Authored by: Susan O. Scheutzow
Earlier today, the Ohio Supreme Court took an expansive position on what qualifies as a patient’s medical record, holding that patient information, regardless of location, is part of the medical record. This ruling may significantly alter the manner in which records are maintained and produced by Ohio health care providers.
The Issue and Decision:
Ohio Revised Code Section 3701.74 provides that health care providers are to make patients’ medical records available to the patients, or their permitted representatives upon written request. The records are to be made available for inspection free of charge, and Ohio Revised Code Section 3701.741 sets forth the fees a health care provider may charge if the patient wants copies of the records.
Many health care providers maintain an official “medical record” which contains reports, discharge summaries, test interpretations and treatment records but does not include things such as actual x-rays, monitoring strips and other information that support the reports and summaries in the official medical record.
The statute defines a “medical record” as:
Data in any form that pertains to a patient’s medical history, diagnosis, prognosis, or medical condition and that is generated and maintained by a health care provider in the process of the patient’s health care treatment.
(emphasis added). When a patient requests his or her medical record from a health care provider, the provider normally produces only the “official medical record” maintained by the medical records department and often does not search for, nor produce, any patient information maintained outside of the “official medical record.”
The question raised in Griffith (executor) v. Aultman Hospital, Slip Opinion No. 2016-Ohio-1138 was whether information maintained outside the “official medical record” must be disclosed to an individual making a medical records request. In this case, the executor of the patient’s estate was seeking to obtain cardiac-rhythm strips. The hospital regularly deleted the monitor data 24 hours after the patient’s discharge, but in this instance, maintained the data only for risk management purposes.
In a 5-2 decision, the Ohio Supreme Court took a very expansive view of what constitutes the patient’s medical record and stated that the location of the information is irrelevant. If a healthcare provider “made a decision to keep data that was generated in the process of the patient’s healthcare treatment and pertains to the patient’s medical history, diagnosis, prognosis or medical condition” it is part of the medical record and must be produced.
This Decision Applies to All Health Care Providers:
This decision applies broadly to “health care providers” defined to include all diagnostic and treatment outpatient providers, all hospitals, all long-term care providers including nursing homes, residential facilities and homes for the aging; licensed health care professionals including physicians, dentists, nurses, optometrists, opticians, pharmacists, psychologists, chiropractors, hearing aid dealers, and occupational, physical and speech therapists. If you are required to provide patients/residents with their medical records, this interpretation of the law applies to you.
This Decision Does Not Alter Practices as to Drug and Alcohol, Mental Health and Other Records:
This decision does not make changes regarding special rules regarding the production of mental health, substance abuse, psychotherapy notes and other special records. Any records in special categories which you did not need to produce previously, you do not need to produce now.

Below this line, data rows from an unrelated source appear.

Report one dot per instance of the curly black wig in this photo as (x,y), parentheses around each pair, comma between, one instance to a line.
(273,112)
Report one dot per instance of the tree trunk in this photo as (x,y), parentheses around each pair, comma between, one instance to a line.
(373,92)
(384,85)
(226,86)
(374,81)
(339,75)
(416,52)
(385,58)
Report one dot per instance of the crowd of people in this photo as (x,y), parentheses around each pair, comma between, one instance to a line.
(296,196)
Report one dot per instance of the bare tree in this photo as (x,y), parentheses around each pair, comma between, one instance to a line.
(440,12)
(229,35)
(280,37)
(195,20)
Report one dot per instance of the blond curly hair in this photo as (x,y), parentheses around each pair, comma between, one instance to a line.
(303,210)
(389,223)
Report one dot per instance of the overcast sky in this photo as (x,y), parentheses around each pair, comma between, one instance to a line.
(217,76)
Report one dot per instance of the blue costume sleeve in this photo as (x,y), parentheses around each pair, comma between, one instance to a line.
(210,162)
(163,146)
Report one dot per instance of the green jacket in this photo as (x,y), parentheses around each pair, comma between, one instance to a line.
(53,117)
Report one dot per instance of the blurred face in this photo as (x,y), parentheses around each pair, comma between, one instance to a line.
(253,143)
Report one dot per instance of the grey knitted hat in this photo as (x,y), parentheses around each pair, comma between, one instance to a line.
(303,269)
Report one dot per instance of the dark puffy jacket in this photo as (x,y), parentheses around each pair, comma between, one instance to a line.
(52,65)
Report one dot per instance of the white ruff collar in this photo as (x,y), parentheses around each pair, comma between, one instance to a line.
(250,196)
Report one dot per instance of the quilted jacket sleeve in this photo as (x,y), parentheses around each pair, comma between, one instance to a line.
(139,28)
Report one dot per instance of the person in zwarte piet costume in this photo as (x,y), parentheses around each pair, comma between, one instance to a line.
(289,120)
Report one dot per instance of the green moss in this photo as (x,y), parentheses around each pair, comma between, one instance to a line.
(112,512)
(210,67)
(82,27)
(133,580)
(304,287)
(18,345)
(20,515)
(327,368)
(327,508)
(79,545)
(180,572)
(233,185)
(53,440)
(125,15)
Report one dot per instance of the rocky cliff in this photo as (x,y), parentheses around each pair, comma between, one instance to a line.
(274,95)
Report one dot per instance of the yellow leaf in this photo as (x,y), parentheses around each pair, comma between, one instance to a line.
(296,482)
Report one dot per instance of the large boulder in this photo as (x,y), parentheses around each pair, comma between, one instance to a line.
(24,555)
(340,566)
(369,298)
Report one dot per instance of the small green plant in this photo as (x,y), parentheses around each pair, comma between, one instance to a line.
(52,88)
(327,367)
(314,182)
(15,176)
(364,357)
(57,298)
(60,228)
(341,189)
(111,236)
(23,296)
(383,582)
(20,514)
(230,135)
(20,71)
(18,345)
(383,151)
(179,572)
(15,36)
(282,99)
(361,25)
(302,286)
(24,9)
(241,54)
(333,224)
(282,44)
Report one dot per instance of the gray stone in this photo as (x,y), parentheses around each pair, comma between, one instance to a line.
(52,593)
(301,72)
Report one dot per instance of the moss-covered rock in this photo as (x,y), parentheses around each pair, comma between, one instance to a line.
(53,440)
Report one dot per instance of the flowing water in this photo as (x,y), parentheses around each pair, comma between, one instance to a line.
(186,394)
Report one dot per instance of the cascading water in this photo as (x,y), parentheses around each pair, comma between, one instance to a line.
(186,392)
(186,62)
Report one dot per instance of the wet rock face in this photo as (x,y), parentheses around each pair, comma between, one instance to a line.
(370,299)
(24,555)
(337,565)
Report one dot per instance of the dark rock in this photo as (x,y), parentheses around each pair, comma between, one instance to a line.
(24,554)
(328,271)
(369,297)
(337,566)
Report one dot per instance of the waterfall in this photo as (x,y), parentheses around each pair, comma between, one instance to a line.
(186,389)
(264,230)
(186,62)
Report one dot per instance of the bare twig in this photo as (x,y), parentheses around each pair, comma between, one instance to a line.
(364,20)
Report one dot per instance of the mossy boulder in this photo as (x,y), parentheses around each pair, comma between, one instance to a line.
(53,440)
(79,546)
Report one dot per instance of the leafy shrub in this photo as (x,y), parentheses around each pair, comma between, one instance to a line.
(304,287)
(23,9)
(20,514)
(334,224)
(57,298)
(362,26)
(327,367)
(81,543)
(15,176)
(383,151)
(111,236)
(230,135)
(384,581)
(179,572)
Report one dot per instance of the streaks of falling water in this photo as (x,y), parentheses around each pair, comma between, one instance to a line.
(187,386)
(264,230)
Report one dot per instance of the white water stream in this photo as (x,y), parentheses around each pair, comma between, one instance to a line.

This Decision Does Not Mean That You Need to Keep Records You Otherwise Wouldn’t Have Kept:
If you have policies to regularly destroy records, such as Aultman’s policy of deleting cardiac monitoring data after a patient’s discharge, you can still follow such policies. Regular record retention policies are not affected.
This decision does not mean that you need to start to include ancillary data such as x-rays, videos, and other records in what providers have always considered to be the official patient medical record. It does mean that the ancillary data, wherever located, is now subject to disclosure upon a medical records request. The following are suggested actions which may be taken to make sure you comply with the new legal interpretation in Ohio as to what constitutes the official medical record:
- Review your medical records request forms. Many patients requesting records may not want all of the data maintained in locations other than the “official medical record” and just want to see the summaries and interpretations. If your request forms do not already contain categories indicating what the patient is requesting, simply amending your request forms to contain such categories may, in many cases, alleviate the need to provide information contained in places other than the formal medical record.

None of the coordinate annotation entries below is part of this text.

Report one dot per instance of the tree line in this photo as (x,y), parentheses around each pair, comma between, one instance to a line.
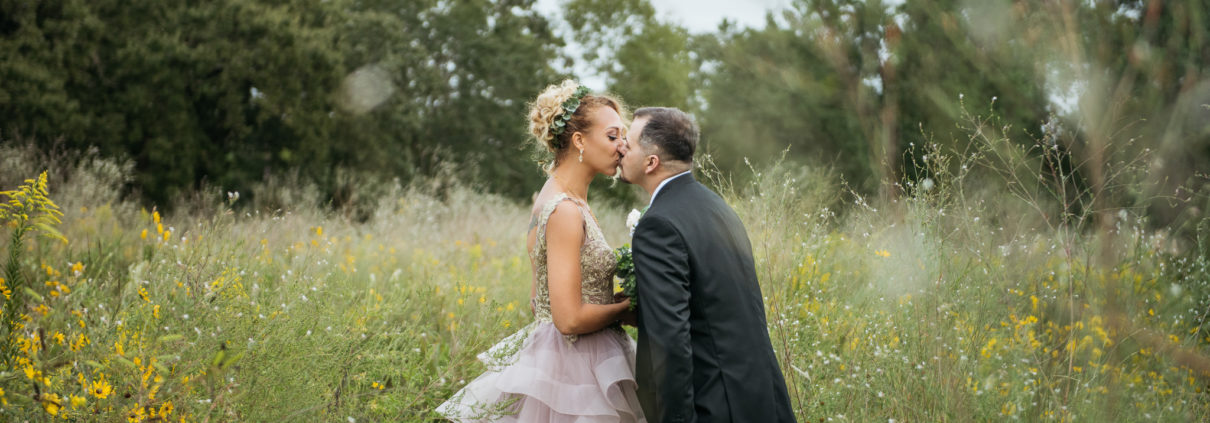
(230,92)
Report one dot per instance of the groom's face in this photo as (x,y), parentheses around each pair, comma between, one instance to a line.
(632,154)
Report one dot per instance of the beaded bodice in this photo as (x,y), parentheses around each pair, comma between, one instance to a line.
(597,262)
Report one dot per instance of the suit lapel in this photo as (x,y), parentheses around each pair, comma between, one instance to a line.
(670,187)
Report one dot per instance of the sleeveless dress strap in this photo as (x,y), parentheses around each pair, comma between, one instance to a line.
(545,216)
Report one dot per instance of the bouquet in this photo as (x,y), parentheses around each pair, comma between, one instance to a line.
(624,270)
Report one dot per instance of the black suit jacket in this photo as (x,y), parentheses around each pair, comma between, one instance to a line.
(703,352)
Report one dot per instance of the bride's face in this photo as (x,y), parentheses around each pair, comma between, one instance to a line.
(603,140)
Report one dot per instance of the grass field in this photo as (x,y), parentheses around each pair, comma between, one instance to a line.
(960,301)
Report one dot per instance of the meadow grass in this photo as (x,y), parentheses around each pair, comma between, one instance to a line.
(956,301)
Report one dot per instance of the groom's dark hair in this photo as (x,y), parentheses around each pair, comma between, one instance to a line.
(670,131)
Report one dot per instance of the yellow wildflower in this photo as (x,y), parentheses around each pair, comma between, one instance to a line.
(136,415)
(51,403)
(101,388)
(166,409)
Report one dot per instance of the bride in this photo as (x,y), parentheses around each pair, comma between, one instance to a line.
(574,363)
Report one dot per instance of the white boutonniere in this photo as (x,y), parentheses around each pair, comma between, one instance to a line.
(632,220)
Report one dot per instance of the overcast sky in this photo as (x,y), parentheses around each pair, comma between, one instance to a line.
(697,16)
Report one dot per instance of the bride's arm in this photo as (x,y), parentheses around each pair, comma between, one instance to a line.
(564,238)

- Review the places outside of the medical record in which you maintain patient medical information. If patients request all of their information, you will need to provide it within a reasonable amount of time, and you will need to know where that information is located. The law has always provided that you must provide access to patients to review their medical records free of charge, and this now applies to this broadened definition of the medical record. You may find that you need to provide an area for patients to see their data maintained in places other than the medical records department.
- Review your record retention policies. Many health care providers maintain patient information for much longer than required by law. Now that upon patient’s request you will need to incur the expense to provide old patient data that was never contained in the official medical record, we strongly recommend that records are only retained as long as required by state or federal law.
- Review your email policies. Emails and other correspondence regarding patient care may be considered part of the patient’s medical record. Policies that prohibit emails containing criticism and opinion regarding patient care have always been prudent, but now should be given more attention.
We will let you know of other developments in this area of the law as they occur.